Hadn't tried the online banking during this period.

> I fail to see, however, how the analysis tool can report the MTU of
> 1500 as being the best when it is incapable of altering the MTU you set
> on the router which, in respect to internet activity, is the only
> important one.


I hadn't even considered that, blatantly obvious now you've highlighted
it

Geoff Lane
 
Reply With Quote
 
Geoff Lane
Guest
Posts: n/a

 
      05-25-2008, 10:21 AM
Moe Trin wrote:

> 1472 isn't that common - it's not even listed as a default in one of the
> O/S fingerprinting tools. 1492 on the other hand is _VERY_ common.


I thought 1472 allowed for a 28 byte header and actually equalled 1500,
I arrived at this figure initially by using ping with -l and -f flags
but I may be getting the wrong end of the stick here.

It is working though

Geoff Lane
 
Reply With Quote
 
Clifford Kite
Guest
Posts: n/a

 
      05-25-2008, 07:04 PM
Geoff Lane <(E-Mail Removed)> wrote:
> Moe Trin wrote:


>> 1472 isn't that common - it's not even listed as a default in one of the
>> O/S fingerprinting tools. 1492 on the other hand is _VERY_ common.
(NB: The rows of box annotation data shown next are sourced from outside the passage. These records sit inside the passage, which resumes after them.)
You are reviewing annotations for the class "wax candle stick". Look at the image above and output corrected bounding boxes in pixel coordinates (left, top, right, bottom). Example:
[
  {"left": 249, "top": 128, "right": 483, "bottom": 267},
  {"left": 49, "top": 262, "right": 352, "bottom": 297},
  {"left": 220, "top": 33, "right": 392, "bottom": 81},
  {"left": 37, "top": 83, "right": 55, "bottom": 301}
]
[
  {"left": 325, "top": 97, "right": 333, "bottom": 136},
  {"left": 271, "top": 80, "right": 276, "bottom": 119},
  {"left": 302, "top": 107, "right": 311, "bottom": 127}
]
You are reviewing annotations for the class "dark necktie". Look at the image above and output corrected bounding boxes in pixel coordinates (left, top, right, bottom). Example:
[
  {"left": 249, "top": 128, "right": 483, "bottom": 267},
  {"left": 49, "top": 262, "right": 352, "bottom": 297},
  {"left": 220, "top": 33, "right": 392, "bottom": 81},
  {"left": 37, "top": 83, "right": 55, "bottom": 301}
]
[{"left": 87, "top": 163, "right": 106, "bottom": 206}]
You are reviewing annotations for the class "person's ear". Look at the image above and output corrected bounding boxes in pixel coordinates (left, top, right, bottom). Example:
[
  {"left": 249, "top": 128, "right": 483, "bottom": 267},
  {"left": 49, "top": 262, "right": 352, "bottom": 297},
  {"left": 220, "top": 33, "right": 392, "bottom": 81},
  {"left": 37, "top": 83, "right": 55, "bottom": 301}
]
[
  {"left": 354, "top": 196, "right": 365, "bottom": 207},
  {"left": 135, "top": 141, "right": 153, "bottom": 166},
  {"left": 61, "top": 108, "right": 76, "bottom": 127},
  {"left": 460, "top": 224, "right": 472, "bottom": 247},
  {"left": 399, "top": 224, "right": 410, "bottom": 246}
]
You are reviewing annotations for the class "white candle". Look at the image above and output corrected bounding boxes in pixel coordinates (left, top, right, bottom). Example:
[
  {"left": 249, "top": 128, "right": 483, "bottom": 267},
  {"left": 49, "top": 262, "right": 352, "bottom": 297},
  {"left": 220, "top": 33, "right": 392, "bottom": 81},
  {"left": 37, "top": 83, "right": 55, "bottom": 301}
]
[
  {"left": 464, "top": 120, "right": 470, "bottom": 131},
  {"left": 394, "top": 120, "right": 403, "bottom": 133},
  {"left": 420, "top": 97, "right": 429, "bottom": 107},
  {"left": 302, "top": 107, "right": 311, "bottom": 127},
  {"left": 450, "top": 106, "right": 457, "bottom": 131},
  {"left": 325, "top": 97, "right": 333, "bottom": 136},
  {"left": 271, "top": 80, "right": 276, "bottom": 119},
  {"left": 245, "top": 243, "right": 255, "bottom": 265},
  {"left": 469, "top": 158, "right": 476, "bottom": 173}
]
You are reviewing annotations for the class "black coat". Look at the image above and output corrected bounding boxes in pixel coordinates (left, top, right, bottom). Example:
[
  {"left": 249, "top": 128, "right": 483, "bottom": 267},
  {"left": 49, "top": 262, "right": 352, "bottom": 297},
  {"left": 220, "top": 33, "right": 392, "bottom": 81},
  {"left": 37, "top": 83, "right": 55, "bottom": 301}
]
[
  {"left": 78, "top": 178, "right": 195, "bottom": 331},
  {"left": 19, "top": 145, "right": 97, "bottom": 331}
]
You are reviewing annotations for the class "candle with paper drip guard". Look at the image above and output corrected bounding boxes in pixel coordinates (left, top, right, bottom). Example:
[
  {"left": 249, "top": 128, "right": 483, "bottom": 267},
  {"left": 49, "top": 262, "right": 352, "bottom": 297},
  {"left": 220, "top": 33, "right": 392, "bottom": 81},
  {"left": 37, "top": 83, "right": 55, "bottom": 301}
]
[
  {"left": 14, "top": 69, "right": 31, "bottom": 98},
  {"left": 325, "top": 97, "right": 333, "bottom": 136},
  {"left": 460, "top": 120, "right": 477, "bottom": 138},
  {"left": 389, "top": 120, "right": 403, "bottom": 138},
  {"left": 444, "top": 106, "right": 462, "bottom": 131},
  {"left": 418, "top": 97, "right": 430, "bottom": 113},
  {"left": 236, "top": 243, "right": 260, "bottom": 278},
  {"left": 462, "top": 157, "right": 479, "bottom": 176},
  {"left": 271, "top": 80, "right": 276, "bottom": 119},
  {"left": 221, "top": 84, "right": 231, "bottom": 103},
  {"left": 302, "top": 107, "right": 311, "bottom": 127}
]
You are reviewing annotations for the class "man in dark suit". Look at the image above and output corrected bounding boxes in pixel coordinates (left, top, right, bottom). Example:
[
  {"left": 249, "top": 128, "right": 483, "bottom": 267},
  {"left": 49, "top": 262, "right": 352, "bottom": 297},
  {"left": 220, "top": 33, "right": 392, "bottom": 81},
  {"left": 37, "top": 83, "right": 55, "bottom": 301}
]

> I thought 1472 allowed for a 28 byte header and actually equalled 1500,
> I arrived at this figure initially by using ping with -l and -f flags
> but I may be getting the wrong end of the stick here.


It allows for 28 octets of PPPoX baggage in the framing probably used by
your ADSL equipment. The (usual) 40 octet TCP/IP headers are included
in the 1472 leaving 1432 octets for data. The 1492 allows for 8 octets
of baggage in the most basic PPP over Ethernet, the smallest of all in
the PPPoX family.

How you got 1472 using preloaded flood pings is beyond me - unless you
also specified packet size. However, you might try

tcptraceroute -n -l 1500 192.175.48.60

and perhaps see where the hangup occurs when the router MTU is set to
1500 (the address is an IANA black hole). I suspect it won't even get
to the ISP but if it does then I've guessed wrong and the problem is
not on your end even though the cure is.

> It is working though


Right. "It" then hopefully doesn't have to depend on Path MTU Discovery,
which is how TCP/IP can determine a workable MSS (Maximum Segment Size,
and so maximum packet size) in the absence of broken routers in the path
and broken endpoints.

--
Clifford Kite
/* Substitute "damn" every time you're inclined to write "very"; your
editor will delete it and the writing will be just as it should be.
-- Mark Twain */
QED
 
Reply With Quote
 
Moe Trin
Guest
Posts: n/a

 
      05-25-2008, 07:16 PM
On Sat, 24 May 2008, in the Usenet newsgroup comp.os.linux.networking, in
article <(E-Mail Removed)> , Shadow_7 wrote:

>On my dialup connection I run the MTU at 576, and the MRU at 1500. If I
>run the MRU at 576, I can't even check my email from my ISP.
>
>When I was just playing with the MTU and leaving the MRU and stuff alone, I
>had to change my MTU to 1500 to get to some sites. Tracfone.com,
>Pogo.com, and some others.


That's rather interesting. Normally the problem is packets that are to
big, rather than to small. Setting the MTU to 1500 (the default) says
this is the largest sized packet you will transmit. The normal
concern is the largest _receive_ packet, and that is actually what
gets negotiated between ppp peers. Most links don't care what the
maximum size packet YOU transmit is, as long as it's less than the
maximum size that the peer will accept (default 1500).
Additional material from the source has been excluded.